The application of these influence measures is part of Russia’s strategy aimed at maximum weakening and destruction of NATO and European Union unity. The Kremlin seeks to:
Convince the world of NATO and EU inability to ensure member countries’ security and unwillingness to defend each other from potential military aggression;
By creating threats directly to NATO and EU countries, blackmail them and force them to weaken military, economic, and diplomatic support for Ukraine, preventing its inclusion in the European and Euro-Atlantic security perimeter;
Strengthen Russia’s international positions and confirm the Kremlin’s claims to geopolitical pole status with its own sphere of influence in Europe and other continents.
By combining aggressive actions and juggling contradictory statements, the Putin regime and its Belarusian satellite attempt to influence anxiety levels in European countries’ societies. Especially considering that Russia already has experience using military exercises as a preparatory stage for armed aggression: the Russian-Belarusian exercises “Zapad-2021” (September 2021) and “Allied Resolve” (February 2022) were followed by a full-scale invasion of Ukraine from Russian and Belarusian territory. Similarly, the “Caucasus-2008” exercises escalated into Russian aggression against Georgia in August 2008.
The Kremlin’s strategic goal is to destroy the international law system, Euro-Atlantic collective security structures, and form a new geopolitical reality. In this reality, forcible border changes and armed conflicts are the norm, sovereignty is ensured exclusively by military force, and there is no place for a united Europe.

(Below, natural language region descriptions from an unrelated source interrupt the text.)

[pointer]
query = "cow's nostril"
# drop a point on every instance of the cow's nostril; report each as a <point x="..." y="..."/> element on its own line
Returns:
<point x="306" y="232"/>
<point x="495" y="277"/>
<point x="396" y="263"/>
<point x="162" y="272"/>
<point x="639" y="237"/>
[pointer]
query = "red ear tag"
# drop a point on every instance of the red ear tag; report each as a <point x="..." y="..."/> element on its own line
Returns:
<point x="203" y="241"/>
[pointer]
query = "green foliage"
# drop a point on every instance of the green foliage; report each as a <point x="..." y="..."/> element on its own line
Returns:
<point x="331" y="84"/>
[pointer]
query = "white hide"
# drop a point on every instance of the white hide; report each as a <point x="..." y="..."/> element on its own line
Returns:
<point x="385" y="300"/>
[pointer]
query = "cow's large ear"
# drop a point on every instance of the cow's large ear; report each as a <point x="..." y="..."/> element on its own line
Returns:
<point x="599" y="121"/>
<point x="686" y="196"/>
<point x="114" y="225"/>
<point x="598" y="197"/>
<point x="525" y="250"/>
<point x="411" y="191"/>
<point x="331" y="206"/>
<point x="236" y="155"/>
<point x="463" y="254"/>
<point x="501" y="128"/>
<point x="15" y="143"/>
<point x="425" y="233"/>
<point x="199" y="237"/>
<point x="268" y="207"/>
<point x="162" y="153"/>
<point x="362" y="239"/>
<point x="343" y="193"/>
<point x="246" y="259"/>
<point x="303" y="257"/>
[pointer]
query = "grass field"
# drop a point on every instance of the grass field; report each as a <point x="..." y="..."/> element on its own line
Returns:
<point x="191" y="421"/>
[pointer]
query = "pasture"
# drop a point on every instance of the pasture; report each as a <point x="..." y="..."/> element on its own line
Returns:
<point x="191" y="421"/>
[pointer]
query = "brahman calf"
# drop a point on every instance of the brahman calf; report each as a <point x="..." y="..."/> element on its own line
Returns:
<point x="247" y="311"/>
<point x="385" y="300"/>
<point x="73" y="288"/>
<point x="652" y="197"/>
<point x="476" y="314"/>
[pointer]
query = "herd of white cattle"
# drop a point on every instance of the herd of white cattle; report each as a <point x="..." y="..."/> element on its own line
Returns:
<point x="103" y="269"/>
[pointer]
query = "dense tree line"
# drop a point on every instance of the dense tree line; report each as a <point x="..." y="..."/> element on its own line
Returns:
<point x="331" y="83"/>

The Putin regime tests reactions and seeks weak links in the collective security system by attacking the information and cyberspace of EU and NATO countries and violating the sovereignty of states on the Alliance’s eastern flank.
Only joint efforts of European countries and their partners and allies, consistent support for Ukraine and full security and economic integration with the EU and NATO, and increased pressure on Russia can stop Russia’s current aggression, minimize risks, and secure Europe and the world from new wars.